Zombie, I PM'd you before you posted on the same topic just above. In terms of matching e-shift 2 against e-shift 1 (MPC=2), I understand the film mode gets the closest. When you said the "default" film mode, do you mean you leave all the settings bars at 50,50,50. On AVS, many have been sliding all the bars down to zero, or having settings like 30,30,0 or 20,0,0. Personally I find leaving everything at 50,50,50 to be quite similar to e-shift 1 but as I have a smaller screen, I need that bit more of a boost to be able to see the difference. With e-shift 1 and MPC=2 I could see the differences in some scenes fairly easily whilst not being able to see any difference in others. Interestingly on AV forums review they also liked film with 50,50,50 and this may once again be partly due to the typically smaller screen sizes used in the UK vs the US. I do see the distortion on the text like you showed, but I found that while I can see that up close and from a purist perspective is somewhat alarming, I can't see evidence of that distortion from a normal viewing distance.
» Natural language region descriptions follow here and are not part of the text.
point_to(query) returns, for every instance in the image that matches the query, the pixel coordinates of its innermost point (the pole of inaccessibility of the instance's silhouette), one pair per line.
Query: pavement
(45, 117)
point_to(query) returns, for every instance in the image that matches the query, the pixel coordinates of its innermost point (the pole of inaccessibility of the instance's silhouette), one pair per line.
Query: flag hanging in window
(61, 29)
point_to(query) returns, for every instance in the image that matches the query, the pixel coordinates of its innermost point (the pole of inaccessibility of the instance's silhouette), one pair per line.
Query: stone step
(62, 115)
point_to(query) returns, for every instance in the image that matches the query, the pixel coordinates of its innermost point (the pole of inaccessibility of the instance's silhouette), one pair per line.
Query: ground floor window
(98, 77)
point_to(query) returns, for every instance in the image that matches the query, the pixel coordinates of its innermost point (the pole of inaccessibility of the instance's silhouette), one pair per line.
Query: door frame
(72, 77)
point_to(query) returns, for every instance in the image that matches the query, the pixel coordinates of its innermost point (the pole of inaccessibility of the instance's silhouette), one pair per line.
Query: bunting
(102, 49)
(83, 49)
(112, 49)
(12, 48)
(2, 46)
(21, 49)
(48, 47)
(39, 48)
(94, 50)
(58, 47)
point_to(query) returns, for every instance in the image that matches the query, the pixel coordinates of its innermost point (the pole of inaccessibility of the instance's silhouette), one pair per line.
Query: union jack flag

Also, for those using e-shift 2 on film with all the settings on zero, you will not be emulating e-shift 1. E-shift 1 was always a combination of double the pixels (through clever refraction) AND edge and contrast enhancement. It didn't have the smoothing aspect. Even on the lowest MPC setting with e-shift 1 there was always some element of edge and contrast enhancement. It ONLY used the extra pixels to achieve this. A downside of e-shift 1 was that there was a fairly prominent loss of ANSI contrast. The servo type noise you hear from e-shift 2, while we don't know exactly what is causing it, is apparently a new technology to reduce the ANSI loss with e-shift. If you run e-shift 2 with all sliders on zero, you run the risk of ending up with an image that looks softer than without e-shift. This is because the doubling of the pixels overlap each other, which while removing visible grid, can give the effect of softening the image. Personally I think JVC had it right with e-shift 1 and should have refined the algorithms to allow a bigger range of adjustment values, rather than re-write it to be a cross between a Darbee (but not as good) and Sony's RC. Having said that, where satellite HD can often be marginal at best, I have found e-shift 2 to be hugely beneficial over e-shift 1 in putting a bit of snap to the image.
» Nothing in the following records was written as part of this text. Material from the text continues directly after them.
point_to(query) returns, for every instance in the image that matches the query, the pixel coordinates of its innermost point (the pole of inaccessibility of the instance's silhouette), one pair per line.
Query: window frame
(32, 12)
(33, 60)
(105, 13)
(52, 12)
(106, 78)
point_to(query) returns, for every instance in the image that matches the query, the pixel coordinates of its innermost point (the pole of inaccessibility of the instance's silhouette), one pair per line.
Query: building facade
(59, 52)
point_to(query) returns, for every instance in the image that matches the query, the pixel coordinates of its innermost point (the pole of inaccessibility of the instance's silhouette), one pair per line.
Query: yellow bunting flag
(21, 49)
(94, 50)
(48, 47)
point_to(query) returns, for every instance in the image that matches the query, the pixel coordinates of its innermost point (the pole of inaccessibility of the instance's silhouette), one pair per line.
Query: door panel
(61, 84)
NOTE: The on screen display characters do not seem to change depending on the 3 sliders. So it is hard to see using that what the sliders do in terms of the distorted text. Also the MPC analysis mode you can see when you press MPC a second time, does not change with the sliders either. It shows what parts of the image will be affected by the sliders, but not the extent currently selected.
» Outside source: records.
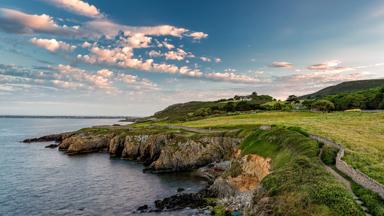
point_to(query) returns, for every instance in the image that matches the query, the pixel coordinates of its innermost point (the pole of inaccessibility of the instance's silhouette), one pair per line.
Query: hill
(197, 109)
(346, 87)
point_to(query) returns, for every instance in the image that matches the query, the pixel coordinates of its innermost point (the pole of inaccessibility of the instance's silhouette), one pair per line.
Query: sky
(117, 57)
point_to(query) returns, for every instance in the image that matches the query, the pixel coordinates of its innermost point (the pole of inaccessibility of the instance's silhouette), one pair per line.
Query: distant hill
(198, 109)
(346, 87)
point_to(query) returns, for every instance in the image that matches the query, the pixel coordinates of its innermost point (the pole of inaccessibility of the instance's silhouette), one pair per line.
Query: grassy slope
(180, 111)
(362, 134)
(298, 184)
(347, 87)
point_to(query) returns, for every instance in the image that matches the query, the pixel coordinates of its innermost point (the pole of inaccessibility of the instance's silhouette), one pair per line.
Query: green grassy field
(362, 134)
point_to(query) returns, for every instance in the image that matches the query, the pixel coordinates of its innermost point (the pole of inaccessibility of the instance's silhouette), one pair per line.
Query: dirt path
(196, 130)
(346, 183)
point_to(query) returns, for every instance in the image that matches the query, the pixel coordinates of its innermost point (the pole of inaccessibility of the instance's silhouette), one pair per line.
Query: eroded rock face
(85, 143)
(159, 152)
(244, 175)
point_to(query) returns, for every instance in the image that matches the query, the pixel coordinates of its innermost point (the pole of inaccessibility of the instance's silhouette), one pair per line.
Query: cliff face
(162, 152)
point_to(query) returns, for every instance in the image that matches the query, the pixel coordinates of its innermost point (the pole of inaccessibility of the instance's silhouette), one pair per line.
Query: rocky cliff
(159, 151)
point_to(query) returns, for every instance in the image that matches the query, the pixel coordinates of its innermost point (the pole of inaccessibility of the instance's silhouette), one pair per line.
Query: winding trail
(346, 183)
(349, 171)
On the topic of fine convergence adjustment. Sorry for being late to the party on this, But I can absolutely state it DOES affect resolution. A full pixel is a fine adjustment of 16 points. To see the loss of resolution, set any colour to 8 points. Then go into the service menu and look at the convergence test pattern (where red, green and blue lines are all separate). You will notice that the colour adjusted to +-8 has two rows of pixels lit in that orientation instead of 1! In other words, you have halved your resolution in that colour in that orientation. Now, as its just one of the colours, and only one orientation, how visible that loss is, could be questionable, particularly if its blue. But I did want to emphasise that it is not a feature without compromise. I strongly suggest that you set convergence by whole pixel adjustments ONLY at the central part of the screen, and only use the zone adjustments towards the edges to avoid fringing etc. This is a particularly useful technique if you find for example red is correct at the top of the screen, but heads towards a pixel out at the bottom. By doing this you maintain resolution where it counts but minimize any visible issues from seated.
P.S Absolutely loving the 3D performance improvements. I am still using the IR glasses from before (I have both JVC IR variants). I understand the RF glasses make no difference to crosstalk, but has anyone compared the brightness of the image between the two?